Нет матери места рядом с отцом: мы его заняли. Да и неизвестно еще, чья печаль по нему сильнее. Вот и летает мать из кухни в горенку, раскраснелась, изредка бросает на отца доверчиво-радостный взгляд. И старшая отцова сестра, тетя Лиза, вместе с нею, в одной упряжке.

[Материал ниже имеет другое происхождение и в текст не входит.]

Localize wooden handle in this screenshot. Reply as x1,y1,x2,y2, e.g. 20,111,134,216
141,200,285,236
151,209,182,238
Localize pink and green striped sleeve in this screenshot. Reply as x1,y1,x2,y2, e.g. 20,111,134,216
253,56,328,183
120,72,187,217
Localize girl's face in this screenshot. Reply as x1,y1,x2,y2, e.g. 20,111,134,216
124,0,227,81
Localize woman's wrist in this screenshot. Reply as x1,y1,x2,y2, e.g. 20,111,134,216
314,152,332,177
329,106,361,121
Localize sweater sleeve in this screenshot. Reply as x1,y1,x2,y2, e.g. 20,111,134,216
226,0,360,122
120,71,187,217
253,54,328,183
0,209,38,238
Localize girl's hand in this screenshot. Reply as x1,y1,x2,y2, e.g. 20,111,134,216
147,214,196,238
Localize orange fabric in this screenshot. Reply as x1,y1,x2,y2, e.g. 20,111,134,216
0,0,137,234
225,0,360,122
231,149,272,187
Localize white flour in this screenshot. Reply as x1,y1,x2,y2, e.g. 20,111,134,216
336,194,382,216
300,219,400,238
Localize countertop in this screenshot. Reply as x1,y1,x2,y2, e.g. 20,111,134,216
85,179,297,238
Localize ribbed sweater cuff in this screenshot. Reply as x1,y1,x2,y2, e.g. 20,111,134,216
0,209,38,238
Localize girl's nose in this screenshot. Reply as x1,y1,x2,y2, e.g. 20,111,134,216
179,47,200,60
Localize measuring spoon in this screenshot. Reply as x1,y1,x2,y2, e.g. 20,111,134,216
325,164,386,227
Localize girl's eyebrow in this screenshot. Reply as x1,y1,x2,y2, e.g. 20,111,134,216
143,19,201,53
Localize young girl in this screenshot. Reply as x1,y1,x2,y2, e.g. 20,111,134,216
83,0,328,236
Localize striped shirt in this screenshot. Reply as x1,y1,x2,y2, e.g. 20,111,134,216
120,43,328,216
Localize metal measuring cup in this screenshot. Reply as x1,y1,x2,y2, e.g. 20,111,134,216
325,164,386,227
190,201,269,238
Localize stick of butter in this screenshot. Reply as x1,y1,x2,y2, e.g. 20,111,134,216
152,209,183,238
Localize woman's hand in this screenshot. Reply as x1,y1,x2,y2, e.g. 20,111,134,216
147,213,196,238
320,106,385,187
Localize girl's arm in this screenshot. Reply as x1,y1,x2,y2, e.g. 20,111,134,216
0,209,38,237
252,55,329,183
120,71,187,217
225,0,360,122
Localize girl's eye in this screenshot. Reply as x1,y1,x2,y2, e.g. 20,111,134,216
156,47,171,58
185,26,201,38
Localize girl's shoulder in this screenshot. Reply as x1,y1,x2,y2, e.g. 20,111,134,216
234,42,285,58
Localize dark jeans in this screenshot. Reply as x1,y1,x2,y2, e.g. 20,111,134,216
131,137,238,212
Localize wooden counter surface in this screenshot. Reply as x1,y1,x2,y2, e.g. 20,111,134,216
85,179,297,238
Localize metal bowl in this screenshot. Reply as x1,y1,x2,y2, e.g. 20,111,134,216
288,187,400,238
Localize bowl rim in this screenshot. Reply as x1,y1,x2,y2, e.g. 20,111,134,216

Не свожу я глаз с туго набитого рюкзака, что позабыто покоится у порога. Что там, интересно? А намекнуть неудобно. Скажут, не отец тебе нужен, а гостинцы. Помолчу лучше. И снова тянусь к наградам. Нагрел ладошкой покрытую яркой эмалью звезду.
— За что это, папка?
— За войну, сынок, за войну.
А в избе еще светлее стало. Зажгла тетка медную с узорочьем на высоком подставе лампу, пристроила ее в горнице на комоде. Радость такая — где уж тут керосин беречь. Это потом можно и при лучине посумерничать. А сегодня и свет керосиновый и разносолы на стол. Не каждому счастье, подобно нашему, по вечерам в дом приходит.